One of the easiest ways to see what is possible is to look at what other schools have done. We publish lots of ‘case studies’ on our worldwide website, and I had a quick look to see how many examples are there for UK Education institutions.
The Microsoft Worldwide Case Studies database is where all of our written case studies are stored – they are available to view online, or download. Currently, there are 35 UK Education case studies in the database, and 14 of them have been produced in the last 12 months. It is pretty easy to search – here’s some subsets of the total base of case studies
- All Education case studies published in the last 12 months – 130 results
- Case studies from Education, for the last year, that are about SharePoint – 27 results
- Case studies from Education, for the last year, that are about Windows 7 – 10 results
of which 3 are from the UK – Lodge Park, Dean Close School and the National Maritime Museum in Cornwall
(charities count as education in the UK)
My favourite case studies of the last year?

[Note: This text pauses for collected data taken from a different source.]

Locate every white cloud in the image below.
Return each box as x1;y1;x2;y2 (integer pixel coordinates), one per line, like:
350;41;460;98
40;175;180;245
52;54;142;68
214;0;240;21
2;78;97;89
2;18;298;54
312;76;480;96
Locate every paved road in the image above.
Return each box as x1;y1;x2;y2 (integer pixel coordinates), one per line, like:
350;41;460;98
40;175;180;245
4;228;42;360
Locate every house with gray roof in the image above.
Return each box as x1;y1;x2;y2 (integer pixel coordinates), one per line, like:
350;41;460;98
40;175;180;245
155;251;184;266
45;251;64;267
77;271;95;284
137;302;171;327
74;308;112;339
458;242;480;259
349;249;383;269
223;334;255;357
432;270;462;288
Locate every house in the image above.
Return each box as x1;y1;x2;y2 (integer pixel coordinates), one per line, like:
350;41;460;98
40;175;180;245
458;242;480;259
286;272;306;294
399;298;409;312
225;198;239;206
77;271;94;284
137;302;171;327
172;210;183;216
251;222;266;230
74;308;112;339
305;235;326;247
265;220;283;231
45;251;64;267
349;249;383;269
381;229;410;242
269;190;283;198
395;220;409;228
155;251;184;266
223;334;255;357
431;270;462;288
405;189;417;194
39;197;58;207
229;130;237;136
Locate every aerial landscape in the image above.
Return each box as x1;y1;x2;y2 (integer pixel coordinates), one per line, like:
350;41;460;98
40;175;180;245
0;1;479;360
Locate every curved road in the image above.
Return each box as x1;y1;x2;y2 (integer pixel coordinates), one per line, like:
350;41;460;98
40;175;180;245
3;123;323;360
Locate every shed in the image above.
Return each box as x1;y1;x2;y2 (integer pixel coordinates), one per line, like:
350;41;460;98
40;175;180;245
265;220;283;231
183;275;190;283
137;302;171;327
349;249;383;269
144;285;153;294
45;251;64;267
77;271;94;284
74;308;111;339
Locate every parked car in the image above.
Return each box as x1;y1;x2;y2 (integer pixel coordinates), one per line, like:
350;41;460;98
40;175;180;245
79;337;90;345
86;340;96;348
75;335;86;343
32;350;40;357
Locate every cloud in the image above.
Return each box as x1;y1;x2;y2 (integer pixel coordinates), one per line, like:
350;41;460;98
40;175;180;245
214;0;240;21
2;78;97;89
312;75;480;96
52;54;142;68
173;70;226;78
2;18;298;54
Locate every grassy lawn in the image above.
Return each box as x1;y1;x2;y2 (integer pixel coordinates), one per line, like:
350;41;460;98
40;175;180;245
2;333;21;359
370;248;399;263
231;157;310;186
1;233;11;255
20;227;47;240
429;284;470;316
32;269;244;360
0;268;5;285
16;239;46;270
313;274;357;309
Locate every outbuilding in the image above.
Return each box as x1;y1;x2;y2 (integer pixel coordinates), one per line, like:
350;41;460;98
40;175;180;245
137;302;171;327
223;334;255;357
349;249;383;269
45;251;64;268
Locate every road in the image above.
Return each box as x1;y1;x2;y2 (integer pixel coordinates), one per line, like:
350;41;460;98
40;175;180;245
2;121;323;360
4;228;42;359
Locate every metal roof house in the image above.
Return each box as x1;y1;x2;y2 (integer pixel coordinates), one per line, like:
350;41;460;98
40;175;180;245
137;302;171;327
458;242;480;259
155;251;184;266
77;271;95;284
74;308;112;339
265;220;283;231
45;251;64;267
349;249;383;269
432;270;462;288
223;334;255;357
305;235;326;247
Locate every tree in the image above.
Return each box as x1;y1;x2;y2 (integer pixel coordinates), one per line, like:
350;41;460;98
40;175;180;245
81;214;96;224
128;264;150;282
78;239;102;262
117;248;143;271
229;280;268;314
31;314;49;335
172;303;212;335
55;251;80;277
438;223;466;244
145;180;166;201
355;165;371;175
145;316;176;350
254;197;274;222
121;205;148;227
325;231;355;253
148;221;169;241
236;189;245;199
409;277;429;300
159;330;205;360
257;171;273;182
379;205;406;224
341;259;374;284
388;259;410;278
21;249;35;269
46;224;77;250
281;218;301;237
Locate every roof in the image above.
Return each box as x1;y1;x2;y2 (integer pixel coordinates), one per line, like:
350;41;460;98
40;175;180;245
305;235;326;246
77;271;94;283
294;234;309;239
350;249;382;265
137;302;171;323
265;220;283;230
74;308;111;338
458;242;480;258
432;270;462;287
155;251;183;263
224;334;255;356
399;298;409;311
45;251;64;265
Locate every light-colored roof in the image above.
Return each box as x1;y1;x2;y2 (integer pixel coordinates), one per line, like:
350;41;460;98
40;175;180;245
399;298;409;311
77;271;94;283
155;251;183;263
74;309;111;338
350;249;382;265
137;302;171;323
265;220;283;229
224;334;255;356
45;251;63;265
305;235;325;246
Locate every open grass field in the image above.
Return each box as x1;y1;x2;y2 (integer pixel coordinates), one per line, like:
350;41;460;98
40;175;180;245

To be honest, I often find myself first reading these because of where they are. And, well, there’s been a pile of case studies of education institutions switching to Live@edu from a wide range of climates, from hot to cold – India to Siberia:
- New Delhi in India (the first private school to be established in Delhi under the Raj)
- Medellín in Colombia
- and lots in the US, including from Palm Beach in Florida
- Haukipudas in Finland
- Московская финансово-юридическая академия (the Moscow Finance and Law Academy)
- Сибирский университет потребительской кооперации (Russia’s Siberian University of Consumer Advocacy)
And then I get drawn to ones in places I’ve been to in my backpacking days, like:
- Waikato in New Zealand (beautiful town, and also now running Windows 7)
- Mississauga in Ontario (now solving critical data-centre cooling issues too!)
- Pune in India (was quite hippy when I was there, but now they are collaborating in the cloud apparently)
- Melbourne in Australia (which is a very lovely city, and presumably better because of their CRM system)
- Cairo in Egypt (where the Nile University are not only doing clever things with clusters, but also seem to have a magic phone number “1NILE”)
I’m sure you’ll find your own favourites on the worldwide case studies site.